BEGA wants to cut OOG funding to boost ethics office resources

BEGA’s “proposed FY 2019 gross budget is $2,366,172, which represents a 1.6 percent increase over its FY 2018 approved gross budget of $2,328,719.” FY 2019 Proposed Budget and Financial Plan, A-252. The budget narrative explains,

Agency Request – Increase: … In Special Purpose Revenue funds, the budget proposal includes an increase of $88,394 and 1.0 Full-Time position that was shifted from the Local funds budget to support the agency’s lobbying activities….

Agency Request – Decrease: … Another net reduction of $66,374, primarily in the Office of Open Government program, consists of an offsetting increase of $25,655 for salary step increases and a reduction of $92,029 and 1.0 FTE being shifted to the Special Purpose Revenue funding source.

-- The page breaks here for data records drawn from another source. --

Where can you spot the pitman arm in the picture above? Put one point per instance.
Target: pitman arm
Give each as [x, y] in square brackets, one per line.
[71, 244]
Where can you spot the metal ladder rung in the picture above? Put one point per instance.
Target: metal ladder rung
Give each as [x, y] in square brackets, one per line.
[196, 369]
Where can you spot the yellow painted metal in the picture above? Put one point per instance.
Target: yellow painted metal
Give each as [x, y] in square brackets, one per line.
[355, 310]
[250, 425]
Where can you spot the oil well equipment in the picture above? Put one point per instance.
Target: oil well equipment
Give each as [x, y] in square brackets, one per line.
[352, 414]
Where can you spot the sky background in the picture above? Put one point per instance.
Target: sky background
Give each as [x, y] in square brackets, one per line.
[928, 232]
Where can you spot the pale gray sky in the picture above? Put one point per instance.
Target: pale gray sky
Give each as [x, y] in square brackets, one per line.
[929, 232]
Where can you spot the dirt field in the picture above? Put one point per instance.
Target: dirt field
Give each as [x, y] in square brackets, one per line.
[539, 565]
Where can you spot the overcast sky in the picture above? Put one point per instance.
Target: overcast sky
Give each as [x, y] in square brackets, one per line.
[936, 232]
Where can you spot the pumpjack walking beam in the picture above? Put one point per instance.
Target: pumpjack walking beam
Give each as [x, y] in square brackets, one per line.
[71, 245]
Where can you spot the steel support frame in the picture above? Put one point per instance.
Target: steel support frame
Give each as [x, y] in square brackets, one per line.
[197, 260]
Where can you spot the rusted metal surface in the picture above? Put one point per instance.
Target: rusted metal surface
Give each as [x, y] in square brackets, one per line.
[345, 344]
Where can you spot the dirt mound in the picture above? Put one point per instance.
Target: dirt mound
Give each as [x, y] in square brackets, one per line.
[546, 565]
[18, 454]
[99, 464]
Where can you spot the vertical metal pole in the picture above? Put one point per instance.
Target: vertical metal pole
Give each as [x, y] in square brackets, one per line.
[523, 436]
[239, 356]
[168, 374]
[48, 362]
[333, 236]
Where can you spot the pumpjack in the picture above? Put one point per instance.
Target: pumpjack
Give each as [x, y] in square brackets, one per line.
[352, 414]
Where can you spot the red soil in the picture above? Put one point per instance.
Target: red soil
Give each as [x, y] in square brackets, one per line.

In Special Purpose Revenue funds, the budget proposal reflects a decrease of $88,394 in nonpersonal services within the Board of Ethics program for Other Services and Charges. This decrease enables the agency to support an additional position within the personal services budget.

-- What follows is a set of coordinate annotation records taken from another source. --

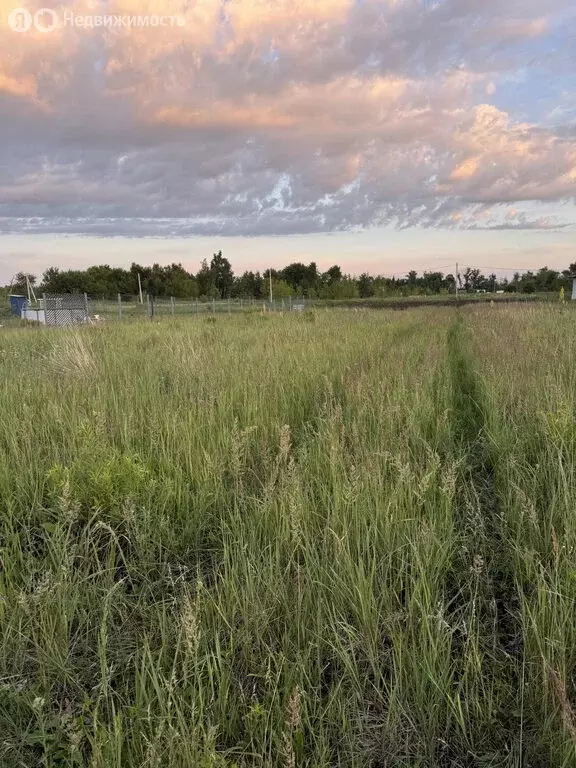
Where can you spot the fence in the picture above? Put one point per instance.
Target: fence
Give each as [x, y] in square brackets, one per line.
[130, 307]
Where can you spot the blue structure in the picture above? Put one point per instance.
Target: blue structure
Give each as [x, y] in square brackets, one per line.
[18, 304]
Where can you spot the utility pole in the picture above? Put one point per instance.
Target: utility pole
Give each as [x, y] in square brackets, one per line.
[456, 280]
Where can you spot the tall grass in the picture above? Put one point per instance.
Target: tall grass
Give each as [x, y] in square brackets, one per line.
[340, 539]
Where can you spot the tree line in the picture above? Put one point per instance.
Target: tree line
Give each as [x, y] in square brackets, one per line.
[216, 280]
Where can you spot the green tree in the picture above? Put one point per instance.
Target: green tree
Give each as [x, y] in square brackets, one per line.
[222, 275]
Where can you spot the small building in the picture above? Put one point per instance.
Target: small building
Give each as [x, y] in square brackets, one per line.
[52, 309]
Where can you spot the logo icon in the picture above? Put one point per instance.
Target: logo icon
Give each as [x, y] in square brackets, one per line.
[45, 20]
[20, 20]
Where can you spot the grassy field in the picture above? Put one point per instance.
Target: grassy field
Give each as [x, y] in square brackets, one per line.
[320, 539]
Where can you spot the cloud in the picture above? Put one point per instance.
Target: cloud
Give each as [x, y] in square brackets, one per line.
[278, 116]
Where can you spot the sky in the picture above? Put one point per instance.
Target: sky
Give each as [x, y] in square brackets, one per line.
[382, 135]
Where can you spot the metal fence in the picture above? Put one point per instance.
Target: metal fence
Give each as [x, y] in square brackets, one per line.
[126, 307]
[65, 309]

Id. at A-253. BEGA wants you to believe it merely is shifting one FTE from the OOG to the OGE.

  The accompanying budget tables tell you the OOG has four FTEs in FY 2018 and the OGE has 12.5 FTEs. Id. Table AG0-4, A-251. What the narrative does not tell you is that the proposed $88,000 cut in the OOG budget is a real funding cut, not a transfer of one FTE, because the OOG has never had more than three FTEs — the director, an attorney advisor and an IT specialist.

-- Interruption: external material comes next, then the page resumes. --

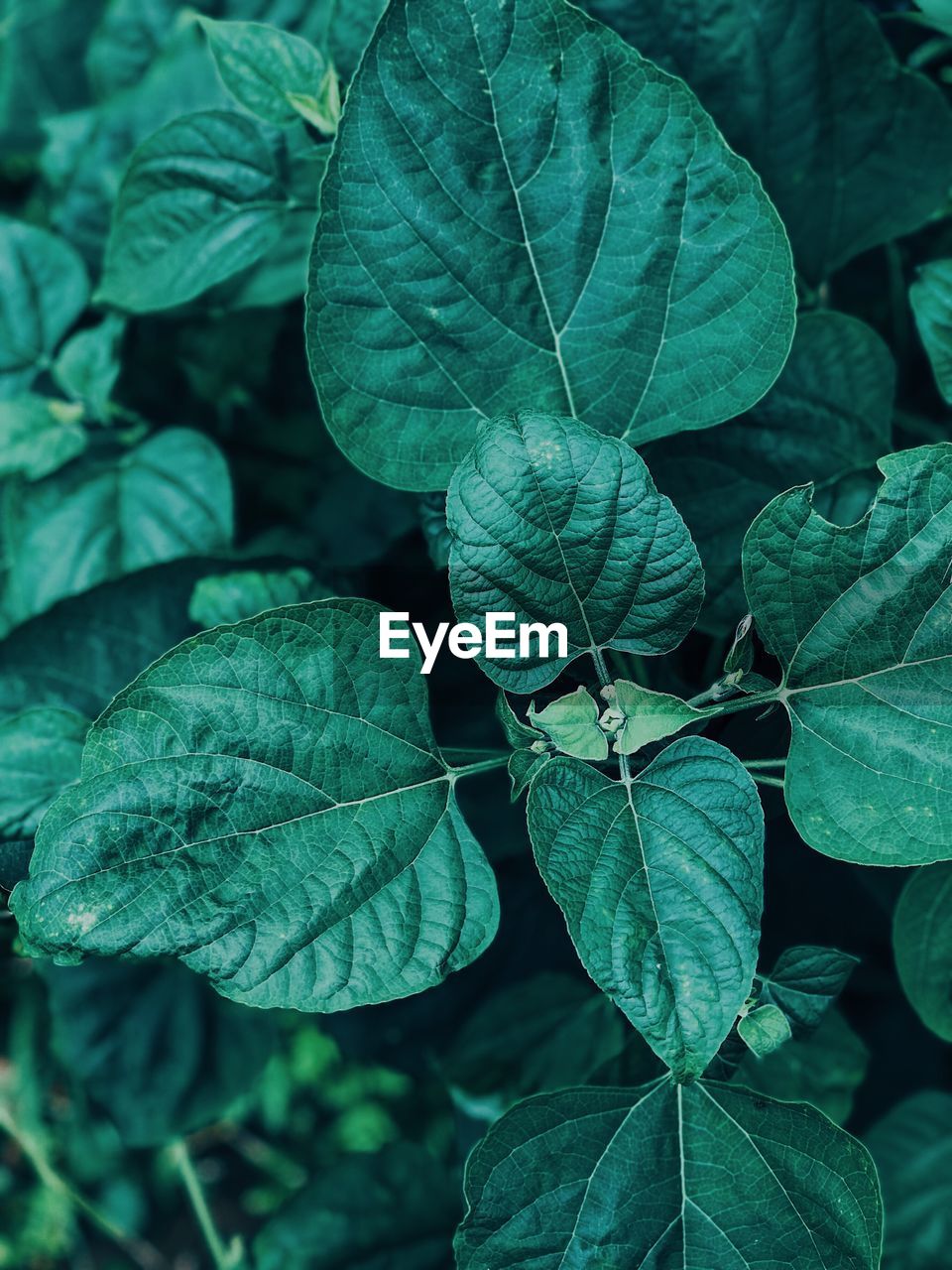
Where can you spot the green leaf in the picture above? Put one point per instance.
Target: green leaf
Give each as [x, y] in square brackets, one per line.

  BEGA is following a pattern begun in 2014, proposing cuts in the OOG’s funding to grow the OGE, but this is the biggest cut yet.

The Council should fully fund the OOG and create the Open Office of Open Government Board 

  Last year, Ms. Hughes proposed a Budget Support Act amendment that would reinforce the Office’s independence by creating a three-member board specifically focused on government transparency. That board would oversee the OOG as BEGA oversees the OGE. It would select the OOG director, evaluate the director’s performance,[2] and hear appeals from OOG decisions under the FOI Act and OMA.

  This amendment would be a major improvement. One important reason is that OOGB members would have extensive transparency experience. In addition, the amendment would codify current practice by requiring that the OOG director be a lawyer.

  We urge the Council to amend the Budget Support Act to incorporate these changes; and to appropriate funds in addition to the $553,000 allocated in FY 2018 for office space, an administrative staff member, and stipends for OOGB members.

  We look forward to working with you through the budget cycle. We ask the Committee as well to schedule a hearing after the budget is completed on the Strengthening Government Transparency Amendment Act of 2017, Bill 22-788.

  Thank you.



[1] In apparent contravention of D.C. Code § 2-594(b), BEGA has informed Ms. Hughes that it will appoint an interim director to replace her on April 23 if it has not yet appointed a new permanent OOG director. The statute says, “[t]he Director may be reappointed and, if not reappointed, the Director shall serve until his successor has been confirmed.” (emphasis added).

 

[2] Although BEGA is charged with hiring the OOG director, it currently does not have line supervision over the person in that position. For purposes of performance evaluation and recommendation for advancement, Ms. Hughes is under the Executive Office of the Mayor.